I got my dog Mellow Yellow from a lady in the Central Valley. Her bitch had a big litter. I took the best male. A cop took the best female. I thought I got the better part of the deal, but what I didn’t know, and what the lady didn’t tell me, was that the dog had hereditary arthritis. I didn’t find that out until a vet ran tests. The dog also had epileptic seizures; phenobarbital helped. My wife and I and Mellow drove to Spokane to visit my sister. After a while we decided to head north in our Datsun. When we were crossing the border into Canada, a custom’s dog sniffed the front right light where I had stashed a small amount of pot.
They busted, and, when they found 50 phenobarbital in our possession their eyes lit up. They thought we were smuggling the pills to sell. I explained that I had a prescription from a vet for my dog. The customs guys called her and she backed up my story, but they wrote me a ticket for the pot and told me to come back in two months for a trial. “What about tomorrow?” I asked. “No.” “What about two days from now?” Same response. Finally, they agreed to put my case on the calendar in three days. My wife and I had time to kill so we stayed in a beautiful hotel with a view of Mt. Rainier. When I explained to the woman at the front desk what happened to me she said, “Oh, dear, never cross the border with weed!”

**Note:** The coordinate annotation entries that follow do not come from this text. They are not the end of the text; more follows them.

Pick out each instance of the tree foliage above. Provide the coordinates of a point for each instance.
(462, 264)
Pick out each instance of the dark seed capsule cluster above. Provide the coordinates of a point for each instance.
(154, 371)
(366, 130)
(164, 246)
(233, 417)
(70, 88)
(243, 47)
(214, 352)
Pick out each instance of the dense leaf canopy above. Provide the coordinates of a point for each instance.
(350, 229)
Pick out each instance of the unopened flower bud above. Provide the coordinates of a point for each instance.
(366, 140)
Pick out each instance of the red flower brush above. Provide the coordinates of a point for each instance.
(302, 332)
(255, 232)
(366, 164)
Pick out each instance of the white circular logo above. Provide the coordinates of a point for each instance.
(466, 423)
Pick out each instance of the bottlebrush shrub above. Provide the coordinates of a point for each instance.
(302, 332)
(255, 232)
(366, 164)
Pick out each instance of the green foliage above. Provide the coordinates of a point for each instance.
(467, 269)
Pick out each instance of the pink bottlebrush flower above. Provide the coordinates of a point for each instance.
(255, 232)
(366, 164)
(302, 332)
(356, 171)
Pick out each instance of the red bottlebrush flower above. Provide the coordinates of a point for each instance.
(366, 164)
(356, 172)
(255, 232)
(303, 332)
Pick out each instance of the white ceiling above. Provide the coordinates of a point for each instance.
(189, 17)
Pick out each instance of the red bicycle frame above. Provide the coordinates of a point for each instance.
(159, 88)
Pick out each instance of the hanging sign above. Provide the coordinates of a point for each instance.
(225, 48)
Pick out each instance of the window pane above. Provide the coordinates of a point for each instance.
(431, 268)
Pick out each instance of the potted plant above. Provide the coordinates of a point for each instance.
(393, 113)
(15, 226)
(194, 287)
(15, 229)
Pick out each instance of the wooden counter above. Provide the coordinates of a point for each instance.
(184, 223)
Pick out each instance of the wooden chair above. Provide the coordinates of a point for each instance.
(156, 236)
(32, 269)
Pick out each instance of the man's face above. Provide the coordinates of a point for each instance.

On the morning of the third day, on the way to my court appearance, the Datsun broke down—it was the alternator—and died. I got out, pushed the car into the parking lot at a Denny’s, went inside, announced to everyone that I had to be in court in half an hour and offered to pay anyone $50 to drive me there. A guy at the cash register said, “I ’m a born again Christian, brother. I’d love to help you.” He gave me a ride and wouldn’t take my money. By then I was feeling sick to my stomach, but I tried to hold it together. I crossed the street, aimed for the courthouse and threw up a couple of times. There was three feet of snow on the ground and ice everywhere. I slipped and fell. Ice cold water ran down the crack in my rear. I went up the steps and into the courtroom.
A Chinese guy was there with his family. Someone called his name. He got up, ran across the room, all the way to the judge’s bench. To show respect, he bowed way down as though he was in front of the last Chinese emperor. One of the bailiffs automatically reached for his gun, but no guns were allowed in the courtroom, so he came up empty handed. I started to laugh. The judge started to laugh and everyone in the courtroom, including the bailiffs, chuckled. They brought the Chinese guy back to where he was supposed to be, charged him with possession of marijuana and fined him. I was also fined, paid $300, which was all I had and arranged to mail the remainder. The cops gave me back the phenobarbital, but not the marijuana. I had the alternator on the Datsun fixed and my wife and I went to my sister's place in Spokane where we had left our dog, Mellow Yellow. He was happy to see us and we were happy to see him.